Nrama: I was also curious if there was any influence from - and this is not a piece of popular culture I am proud of myself for remembering - the 1985 Santa Claus: The Movie that was done by the Salkinds, who produced the Christopher Reeve Superman films. Because that’s also Santa vs. an evil millionaire who wants to take over Christmas, and Dudley Moore’s an elf for some reason and lord that was not a good movie. You ever see that?
Morrison: I didn’t! I do remember it, though. I haven’t seen a lot of Santa Claus movies, actually - not even Santa Claus is Comin’ to Town, which I understand has some overlap with the origin story in Klaus.
Nrama: We’re too short on time to go through recommendations, but do try The Life and Adventures of Santa Claus, where Rankin-Bass adapts the L. Frank Baum Santa Claus origin, and there’s kind of a phantasmagorical Lord of the Rings-type battle with monsters in the climax. Buam’s book was also adapted into a graphic album by Mike Ploog, which is worth checking out. So, there’s some crazy Santa stories out there if you’re willing to do the looking.

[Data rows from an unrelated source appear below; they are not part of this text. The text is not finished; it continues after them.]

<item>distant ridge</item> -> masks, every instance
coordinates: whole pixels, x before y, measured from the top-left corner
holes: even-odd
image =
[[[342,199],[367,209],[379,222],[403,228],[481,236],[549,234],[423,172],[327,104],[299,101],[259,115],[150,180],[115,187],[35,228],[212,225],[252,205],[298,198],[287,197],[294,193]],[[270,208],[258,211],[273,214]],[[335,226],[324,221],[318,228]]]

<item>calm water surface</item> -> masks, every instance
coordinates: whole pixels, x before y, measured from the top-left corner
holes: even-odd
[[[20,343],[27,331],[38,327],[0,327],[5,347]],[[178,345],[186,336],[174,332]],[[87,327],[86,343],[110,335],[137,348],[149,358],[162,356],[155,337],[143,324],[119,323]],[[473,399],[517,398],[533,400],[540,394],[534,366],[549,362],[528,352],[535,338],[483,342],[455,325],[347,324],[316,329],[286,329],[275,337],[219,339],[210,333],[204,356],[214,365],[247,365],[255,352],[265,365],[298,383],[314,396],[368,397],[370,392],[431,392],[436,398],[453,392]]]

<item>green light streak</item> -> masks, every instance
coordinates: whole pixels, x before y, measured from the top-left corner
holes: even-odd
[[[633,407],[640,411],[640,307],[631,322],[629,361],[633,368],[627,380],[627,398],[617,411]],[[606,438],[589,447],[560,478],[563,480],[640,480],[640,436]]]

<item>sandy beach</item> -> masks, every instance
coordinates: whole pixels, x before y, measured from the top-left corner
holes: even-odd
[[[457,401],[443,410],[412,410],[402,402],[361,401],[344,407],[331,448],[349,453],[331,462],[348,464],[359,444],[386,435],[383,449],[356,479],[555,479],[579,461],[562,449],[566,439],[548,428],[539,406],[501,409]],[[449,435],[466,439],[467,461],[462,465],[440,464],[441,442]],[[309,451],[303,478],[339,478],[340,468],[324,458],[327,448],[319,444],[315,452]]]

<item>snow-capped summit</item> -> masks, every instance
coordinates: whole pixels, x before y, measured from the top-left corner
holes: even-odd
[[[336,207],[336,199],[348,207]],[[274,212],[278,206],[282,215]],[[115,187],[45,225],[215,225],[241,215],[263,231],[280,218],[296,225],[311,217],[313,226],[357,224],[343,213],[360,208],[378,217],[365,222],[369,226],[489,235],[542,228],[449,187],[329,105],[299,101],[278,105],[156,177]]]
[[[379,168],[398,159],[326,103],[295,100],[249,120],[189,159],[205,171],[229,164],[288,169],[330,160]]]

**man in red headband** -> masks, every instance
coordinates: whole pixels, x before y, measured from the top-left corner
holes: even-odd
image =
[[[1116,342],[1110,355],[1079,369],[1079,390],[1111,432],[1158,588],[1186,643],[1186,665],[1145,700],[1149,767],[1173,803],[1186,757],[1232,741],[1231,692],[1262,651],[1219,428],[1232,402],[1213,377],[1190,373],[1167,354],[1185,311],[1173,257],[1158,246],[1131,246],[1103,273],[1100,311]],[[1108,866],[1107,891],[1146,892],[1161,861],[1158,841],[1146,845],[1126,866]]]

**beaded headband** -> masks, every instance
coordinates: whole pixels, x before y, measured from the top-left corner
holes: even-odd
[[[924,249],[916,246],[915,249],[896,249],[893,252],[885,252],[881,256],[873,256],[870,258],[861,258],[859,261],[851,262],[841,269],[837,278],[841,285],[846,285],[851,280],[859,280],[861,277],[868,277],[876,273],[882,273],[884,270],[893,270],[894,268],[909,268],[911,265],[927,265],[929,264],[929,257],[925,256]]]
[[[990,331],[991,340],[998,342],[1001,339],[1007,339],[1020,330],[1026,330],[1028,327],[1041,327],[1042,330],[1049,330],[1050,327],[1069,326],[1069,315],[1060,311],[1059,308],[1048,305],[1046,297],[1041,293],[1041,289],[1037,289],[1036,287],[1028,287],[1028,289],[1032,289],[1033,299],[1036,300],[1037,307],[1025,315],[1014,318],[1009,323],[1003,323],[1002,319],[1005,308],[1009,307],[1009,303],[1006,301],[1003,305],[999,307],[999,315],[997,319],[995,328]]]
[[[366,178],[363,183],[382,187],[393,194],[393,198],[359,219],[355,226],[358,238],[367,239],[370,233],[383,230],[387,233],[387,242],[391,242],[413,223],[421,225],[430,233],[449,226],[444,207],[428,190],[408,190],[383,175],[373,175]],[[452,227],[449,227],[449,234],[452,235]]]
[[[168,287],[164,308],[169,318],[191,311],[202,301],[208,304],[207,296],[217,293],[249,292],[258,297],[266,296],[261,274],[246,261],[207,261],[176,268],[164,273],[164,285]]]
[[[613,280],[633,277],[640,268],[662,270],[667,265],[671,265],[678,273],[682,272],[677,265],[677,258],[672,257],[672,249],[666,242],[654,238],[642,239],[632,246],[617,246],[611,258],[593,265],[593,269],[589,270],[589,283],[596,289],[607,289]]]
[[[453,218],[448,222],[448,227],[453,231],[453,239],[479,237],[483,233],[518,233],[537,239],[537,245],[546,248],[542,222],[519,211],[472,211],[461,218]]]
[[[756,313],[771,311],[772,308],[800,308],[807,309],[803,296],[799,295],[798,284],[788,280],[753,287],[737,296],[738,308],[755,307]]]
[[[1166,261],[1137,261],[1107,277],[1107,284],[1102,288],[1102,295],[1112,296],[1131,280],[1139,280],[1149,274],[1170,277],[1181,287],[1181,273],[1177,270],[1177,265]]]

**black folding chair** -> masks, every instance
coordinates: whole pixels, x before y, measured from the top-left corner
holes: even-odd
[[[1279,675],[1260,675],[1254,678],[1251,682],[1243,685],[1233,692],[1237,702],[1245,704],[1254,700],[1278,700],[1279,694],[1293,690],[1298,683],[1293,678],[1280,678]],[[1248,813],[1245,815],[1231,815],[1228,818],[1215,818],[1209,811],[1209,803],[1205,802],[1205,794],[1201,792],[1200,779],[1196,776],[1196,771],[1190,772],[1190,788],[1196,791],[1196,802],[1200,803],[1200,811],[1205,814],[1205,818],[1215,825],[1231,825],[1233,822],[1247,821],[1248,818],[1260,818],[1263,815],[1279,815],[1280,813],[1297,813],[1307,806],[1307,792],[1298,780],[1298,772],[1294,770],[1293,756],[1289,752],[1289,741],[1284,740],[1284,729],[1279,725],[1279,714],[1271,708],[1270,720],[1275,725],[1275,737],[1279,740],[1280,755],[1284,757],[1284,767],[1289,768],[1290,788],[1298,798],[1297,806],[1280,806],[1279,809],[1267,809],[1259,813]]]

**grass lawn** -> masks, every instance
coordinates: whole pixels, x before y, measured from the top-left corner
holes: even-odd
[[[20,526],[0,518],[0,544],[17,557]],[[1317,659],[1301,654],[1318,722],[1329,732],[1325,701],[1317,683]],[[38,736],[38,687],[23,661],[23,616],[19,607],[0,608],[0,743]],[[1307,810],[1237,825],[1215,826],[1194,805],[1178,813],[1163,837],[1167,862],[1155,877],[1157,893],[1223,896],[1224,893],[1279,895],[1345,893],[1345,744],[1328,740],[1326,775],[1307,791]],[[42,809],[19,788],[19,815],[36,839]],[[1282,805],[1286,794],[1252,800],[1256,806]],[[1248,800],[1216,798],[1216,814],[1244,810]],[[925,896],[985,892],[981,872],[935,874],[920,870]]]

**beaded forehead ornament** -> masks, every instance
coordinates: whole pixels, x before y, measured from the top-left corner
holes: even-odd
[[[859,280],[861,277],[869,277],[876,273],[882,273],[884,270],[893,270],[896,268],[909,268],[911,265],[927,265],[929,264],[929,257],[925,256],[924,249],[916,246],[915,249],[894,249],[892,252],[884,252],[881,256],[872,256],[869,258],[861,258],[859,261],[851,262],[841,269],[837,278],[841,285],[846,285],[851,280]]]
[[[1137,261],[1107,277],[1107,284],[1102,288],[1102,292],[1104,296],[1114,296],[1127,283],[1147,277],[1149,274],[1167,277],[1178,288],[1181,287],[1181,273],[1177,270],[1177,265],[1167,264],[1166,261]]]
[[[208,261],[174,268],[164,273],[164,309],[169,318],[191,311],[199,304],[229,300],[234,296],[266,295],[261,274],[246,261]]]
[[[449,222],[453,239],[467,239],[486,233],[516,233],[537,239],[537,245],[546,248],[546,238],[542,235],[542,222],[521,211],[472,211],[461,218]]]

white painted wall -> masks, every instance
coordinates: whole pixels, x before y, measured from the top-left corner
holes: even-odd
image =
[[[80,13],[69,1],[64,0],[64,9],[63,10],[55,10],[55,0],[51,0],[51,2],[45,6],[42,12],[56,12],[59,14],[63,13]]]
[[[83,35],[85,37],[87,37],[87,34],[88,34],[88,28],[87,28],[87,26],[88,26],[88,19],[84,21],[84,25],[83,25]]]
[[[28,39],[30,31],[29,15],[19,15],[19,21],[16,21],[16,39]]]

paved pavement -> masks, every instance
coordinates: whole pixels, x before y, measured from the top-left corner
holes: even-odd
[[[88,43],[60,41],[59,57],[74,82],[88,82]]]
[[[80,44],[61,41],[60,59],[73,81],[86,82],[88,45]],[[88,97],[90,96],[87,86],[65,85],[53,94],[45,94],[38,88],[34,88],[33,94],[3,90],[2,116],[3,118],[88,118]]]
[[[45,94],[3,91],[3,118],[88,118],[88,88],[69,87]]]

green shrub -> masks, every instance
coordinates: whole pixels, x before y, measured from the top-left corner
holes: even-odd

Morrison: Yeah! You know, once I’ve gotten ahead on my work, I need to go back, see what other stories people have already done with the character. I remember he was in the Justice League for an issue!
Nrama: That would be JLA #60.
You talked about some of your influences earlier with the specials and annuals and such, but thematically, what were some of the major inspirations for this story? Because you have a tale that is literally about trying to destroy imagination, and fighting back with imagination in turn.
Morrison: Yeah. I think that’s always been a major theme in my work - a big part of what I do. I’m always about imagination, and you have these aliens here who have lost their imagination, and can’t imagine a future, and they’re headed for extinction, and they have to try and steal imagination from younger, more upbeat races, including our own. So, I feel it’s important to emphasize how important imagination is, and how important it is to be able to dream of better future and better worlds for ourselves.
You can see that in a lot of my work - you can see it in Final Crisis, you can see it in a lot of the things I’ve done, even the darker stuff, that emphasis on the importance of imagination. That’s why I love comics, why I love science fiction and fantasy stories, because they emphasize that, and remind us of what we’re capable of.